Kararda, AYM’nin yaşam hakkı ihlalini incelememesinin sorumluluğu da adeta başvurucu aileye yüklenerek şöyle denildi:
“Bu süre içinde bireysel başvuru yapılmayıp zaman aşımı süresinin dolması nedeniyle kovuşturmaya yer olmadığına dair karar verilmesinin beklenmesi halinde soruşturmaya konu olayın üzerinden geçen uzun zaman gerçeklerin ortaya çıkmasını zorlaştıracak ve neredeyse imkansız hale getirecektir. Böylesi bir durumda Anayasa Mahkemesi, devletin negatif ve pozitif yükümlülüklerine gerçekten uyup uymadığını inceleyemeyecek; yaşam hakkının usul boyutu yönünden yapacağı değerlendirmede yeniden yargılamaya karar veremeyecek ve şartları gerçekleştiğinde sadece ihlali tespit edip tazminata hükmedebilecektir. Oysa ölüm olayının sebep ve koşulları ile sorumluların tespitine imkan veren etkinlikte bir soruşturma yapılması ve gerektiği takdirde sorumluların caydırıcı bir ceza ile cezalandırılmaları için yeniden yargılamaya karar verilebilmesinin benzer yaşam hakkı ihlallerinin önlenmesinde oynadığı rolün önemi tartışmasızdır.”

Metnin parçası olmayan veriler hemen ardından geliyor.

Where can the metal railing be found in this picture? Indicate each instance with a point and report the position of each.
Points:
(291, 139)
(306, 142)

Hükmün denetlenmesini mağdur isteyemez
AYM, ayrıca, Ekinci ailesinin ‘soruşturma sonucunda kamu davası açılmayarak kovuşturmaya yer olmadığı kararı verilmemesi nedeniyle dosyayı bir üst derece mahkemeye götürme haklarından yoksun kaldıklarını belirterek hükmün denetlenmesini talep etme haklarının ihlal edildiği’ iddiasını da reddetti.
Gerekçede suç isnadına bağlı yargılamalarda mahkumiyet veya ceza hükmünün denetlenmesinin sadece aleyhine hüküm verilen kişi tarafından talep edilebildiği, mağdur, katılan veya suçtan zarar gören gibi suç isnadı altında bulunmayan kişilerin hükmün denetlenmesini talep etme hakkı bulunmadığı belirtildi.